O primeiro-ministro afirmou, esta quinta-feira, que, nas próximas semanas, o Governo vai lançar um programa para criar mais sete mil vagas em creches, com o objetivo de aumentar a capacidade de resposta sobretudo nas áreas metropolitanas.

António Costa anunciou este passo do seu Governo no final de uma cerimónia, em São Bento, em que o Estado assinou um acordo com o setor social para o biénio 2019/2020 no valor de 1,5 milhões de euros.

No final do seu discurso, o primeiro-ministro defendeu que é necessário "investir seriamente numa rede de creches em todo o país", apesar de Portugal, na sua perspetiva, estar acima dos limiares impostos pela União Europeia, tendo o país atualmente uma taxa de cobertura de 50% face aos 30% requeridos.

Mas sabemos que é ainda insuficiente, além do mais porque, felizmente, Portugal tem uma das mais elevadas taxas de feminização do trabalho em toda a Europa. Por isso, nas próximas semanas, vamos lançar um novo programa (inspirado no Programa Pares) para criar uma nova geração de redes de creches", disse.

De acordo com o primeiro-ministro, o objetivo "é criar mais sete mil vagas em creches em todo o país, dando prioridade às duas áreas metropolitanas [de Lisboa e Porto] e a todos os concelhos do país em que a taxa de cobertura ainda está abaixo do objetivo europeu dos 30%".
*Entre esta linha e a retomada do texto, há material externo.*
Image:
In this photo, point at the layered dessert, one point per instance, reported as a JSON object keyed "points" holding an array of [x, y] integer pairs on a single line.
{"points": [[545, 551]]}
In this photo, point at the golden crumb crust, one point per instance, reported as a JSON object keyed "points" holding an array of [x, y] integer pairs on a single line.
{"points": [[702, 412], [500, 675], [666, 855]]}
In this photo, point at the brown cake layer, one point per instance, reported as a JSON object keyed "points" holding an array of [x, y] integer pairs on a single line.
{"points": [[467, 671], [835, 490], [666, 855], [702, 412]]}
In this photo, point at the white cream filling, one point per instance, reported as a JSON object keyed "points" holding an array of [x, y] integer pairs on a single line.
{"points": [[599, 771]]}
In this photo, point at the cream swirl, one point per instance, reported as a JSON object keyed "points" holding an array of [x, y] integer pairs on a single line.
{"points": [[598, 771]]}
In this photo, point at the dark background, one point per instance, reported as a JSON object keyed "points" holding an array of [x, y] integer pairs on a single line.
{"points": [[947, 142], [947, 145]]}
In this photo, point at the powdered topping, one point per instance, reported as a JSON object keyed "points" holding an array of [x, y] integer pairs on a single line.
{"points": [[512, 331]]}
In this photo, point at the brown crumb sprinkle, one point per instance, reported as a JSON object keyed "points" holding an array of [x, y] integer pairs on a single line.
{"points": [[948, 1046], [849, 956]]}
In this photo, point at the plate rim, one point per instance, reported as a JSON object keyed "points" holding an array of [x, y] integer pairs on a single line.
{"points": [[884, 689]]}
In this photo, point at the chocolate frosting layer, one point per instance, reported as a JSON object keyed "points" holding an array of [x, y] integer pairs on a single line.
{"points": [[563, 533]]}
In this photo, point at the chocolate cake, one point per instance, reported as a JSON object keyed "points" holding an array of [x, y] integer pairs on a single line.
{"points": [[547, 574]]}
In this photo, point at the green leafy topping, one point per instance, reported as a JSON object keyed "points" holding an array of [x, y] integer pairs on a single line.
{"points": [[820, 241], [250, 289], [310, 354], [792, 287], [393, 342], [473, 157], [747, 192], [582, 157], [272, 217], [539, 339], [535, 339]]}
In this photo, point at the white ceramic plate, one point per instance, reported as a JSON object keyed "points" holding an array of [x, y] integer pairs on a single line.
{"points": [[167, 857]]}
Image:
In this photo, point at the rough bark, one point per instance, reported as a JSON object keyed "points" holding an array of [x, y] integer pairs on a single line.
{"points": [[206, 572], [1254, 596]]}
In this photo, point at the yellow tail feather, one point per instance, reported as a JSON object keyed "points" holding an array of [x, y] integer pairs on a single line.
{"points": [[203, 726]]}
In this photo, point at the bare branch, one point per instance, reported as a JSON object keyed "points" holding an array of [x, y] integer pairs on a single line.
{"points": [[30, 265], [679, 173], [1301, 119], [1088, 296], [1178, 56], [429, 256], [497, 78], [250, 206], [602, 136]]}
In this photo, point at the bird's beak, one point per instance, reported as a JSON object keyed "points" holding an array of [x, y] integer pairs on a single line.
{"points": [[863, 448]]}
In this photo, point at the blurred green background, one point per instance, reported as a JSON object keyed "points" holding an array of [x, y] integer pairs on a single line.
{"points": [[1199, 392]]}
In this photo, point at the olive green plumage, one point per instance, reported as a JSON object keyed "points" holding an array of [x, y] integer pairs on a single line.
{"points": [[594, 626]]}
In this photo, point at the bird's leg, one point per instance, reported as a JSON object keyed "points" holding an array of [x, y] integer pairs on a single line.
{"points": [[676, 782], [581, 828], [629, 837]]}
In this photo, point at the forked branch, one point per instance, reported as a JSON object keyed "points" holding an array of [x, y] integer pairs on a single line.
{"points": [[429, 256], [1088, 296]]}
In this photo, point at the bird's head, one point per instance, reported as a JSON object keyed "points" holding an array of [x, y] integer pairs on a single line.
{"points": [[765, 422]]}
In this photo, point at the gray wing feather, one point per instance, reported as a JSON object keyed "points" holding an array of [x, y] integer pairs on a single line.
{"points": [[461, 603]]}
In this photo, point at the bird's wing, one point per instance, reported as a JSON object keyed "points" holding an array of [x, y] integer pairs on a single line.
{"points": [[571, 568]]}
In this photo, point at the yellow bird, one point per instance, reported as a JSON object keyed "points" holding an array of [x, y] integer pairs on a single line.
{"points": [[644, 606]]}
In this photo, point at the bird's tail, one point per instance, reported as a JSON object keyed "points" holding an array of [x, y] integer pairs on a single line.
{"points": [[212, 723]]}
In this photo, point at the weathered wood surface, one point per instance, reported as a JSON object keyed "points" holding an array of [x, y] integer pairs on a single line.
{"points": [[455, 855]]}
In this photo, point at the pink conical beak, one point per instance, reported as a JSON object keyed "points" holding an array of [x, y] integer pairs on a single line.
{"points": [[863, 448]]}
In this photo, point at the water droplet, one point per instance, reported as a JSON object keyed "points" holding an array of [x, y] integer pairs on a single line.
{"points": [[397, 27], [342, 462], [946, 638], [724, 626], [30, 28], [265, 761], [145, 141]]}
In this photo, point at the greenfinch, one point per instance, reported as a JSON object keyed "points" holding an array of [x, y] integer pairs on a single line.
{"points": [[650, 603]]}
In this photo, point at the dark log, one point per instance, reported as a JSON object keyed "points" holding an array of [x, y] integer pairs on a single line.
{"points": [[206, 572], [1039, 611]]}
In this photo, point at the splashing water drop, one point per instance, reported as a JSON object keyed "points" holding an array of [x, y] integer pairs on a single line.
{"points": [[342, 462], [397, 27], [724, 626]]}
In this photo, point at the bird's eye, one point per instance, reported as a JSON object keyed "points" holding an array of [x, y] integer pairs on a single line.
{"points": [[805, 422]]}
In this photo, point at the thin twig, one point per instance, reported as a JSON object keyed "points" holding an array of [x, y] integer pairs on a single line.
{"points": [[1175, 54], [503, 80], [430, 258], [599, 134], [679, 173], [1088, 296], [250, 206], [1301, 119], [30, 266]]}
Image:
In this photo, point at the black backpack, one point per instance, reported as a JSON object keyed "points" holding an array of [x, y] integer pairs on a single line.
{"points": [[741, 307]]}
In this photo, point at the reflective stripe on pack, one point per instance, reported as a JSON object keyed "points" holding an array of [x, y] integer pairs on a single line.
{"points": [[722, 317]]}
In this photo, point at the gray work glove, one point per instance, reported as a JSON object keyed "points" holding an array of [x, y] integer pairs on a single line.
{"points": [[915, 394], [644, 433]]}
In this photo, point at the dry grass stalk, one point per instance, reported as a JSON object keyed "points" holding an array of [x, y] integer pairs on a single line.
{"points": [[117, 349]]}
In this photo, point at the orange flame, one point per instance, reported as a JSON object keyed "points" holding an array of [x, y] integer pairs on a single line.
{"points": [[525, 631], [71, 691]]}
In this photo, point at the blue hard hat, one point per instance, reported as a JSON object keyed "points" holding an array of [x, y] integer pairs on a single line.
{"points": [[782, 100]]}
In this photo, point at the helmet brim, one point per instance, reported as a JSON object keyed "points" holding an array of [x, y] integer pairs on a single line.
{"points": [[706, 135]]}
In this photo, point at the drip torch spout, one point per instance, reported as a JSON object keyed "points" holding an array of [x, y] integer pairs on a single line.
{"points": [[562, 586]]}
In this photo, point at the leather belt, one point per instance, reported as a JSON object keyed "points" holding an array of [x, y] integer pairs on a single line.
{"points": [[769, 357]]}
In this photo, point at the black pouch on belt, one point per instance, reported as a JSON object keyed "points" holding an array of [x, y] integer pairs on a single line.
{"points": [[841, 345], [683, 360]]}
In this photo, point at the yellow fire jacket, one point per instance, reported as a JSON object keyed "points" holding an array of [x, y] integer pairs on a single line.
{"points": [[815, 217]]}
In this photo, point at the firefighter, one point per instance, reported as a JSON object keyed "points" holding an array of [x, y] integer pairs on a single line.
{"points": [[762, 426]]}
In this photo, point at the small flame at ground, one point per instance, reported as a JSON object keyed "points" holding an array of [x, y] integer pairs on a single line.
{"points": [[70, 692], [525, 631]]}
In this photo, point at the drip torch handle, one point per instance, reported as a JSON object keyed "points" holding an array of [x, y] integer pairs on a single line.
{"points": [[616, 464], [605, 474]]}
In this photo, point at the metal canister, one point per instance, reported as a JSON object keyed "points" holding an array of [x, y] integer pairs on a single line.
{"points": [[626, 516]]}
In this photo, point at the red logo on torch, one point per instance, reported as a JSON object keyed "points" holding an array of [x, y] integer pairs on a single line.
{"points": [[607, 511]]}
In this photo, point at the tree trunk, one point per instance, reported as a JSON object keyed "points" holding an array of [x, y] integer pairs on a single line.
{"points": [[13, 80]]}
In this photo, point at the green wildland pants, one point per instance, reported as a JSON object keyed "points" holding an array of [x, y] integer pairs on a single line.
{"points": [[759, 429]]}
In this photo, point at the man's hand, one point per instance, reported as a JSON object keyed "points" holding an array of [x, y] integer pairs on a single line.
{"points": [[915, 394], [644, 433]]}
A demografia é outros dos importantes desafios para o qual estamos todos convocados", salientou, num discurso escutado pelos ministros da Segurança Social, Vieira da Silva, da Saúde, Marta Temido, da Educação, Tiago Brandão Rodrigues, bem como pelos representantes do setor social da Confederação Nacional das Instituições de Solidariedade (CNIS), União das Misericórdias Portuguesas, União das Mutualidades Portuguesas e Confederação Cooperativa Portuguesa (Confecoop).

Costa elogia cooperação com setor social para redução da pobreza em Portugal 

O primeiro-ministro considerou que o modelo de cooperação com as instituições do setor social tem sido importante para a redução dos níveis de pobreza em Portugal e defendeu que este trabalho deve ser mantido e reforçado.

António Costa transmitiu esta posição em São Bento, após o seu Governo ter assinado com quatro instituições do setor social (Confederação Nacional das Instituições de Solidariedade, União das Misericórdias Portuguesas, União das Mutualidades e Confederação Cooperativa Portuguesa) um acordo no valor de 1,5 mil milhões de euros para o biénio de 2019/2020.

Com este acordo, que foi elogiado por todos os representantes das instituições do setor social, a comparticipação financeira da Segurança Social relativa ao funcionamento dos equipamentos e serviços sociais aumenta em 3,5% face a 2018.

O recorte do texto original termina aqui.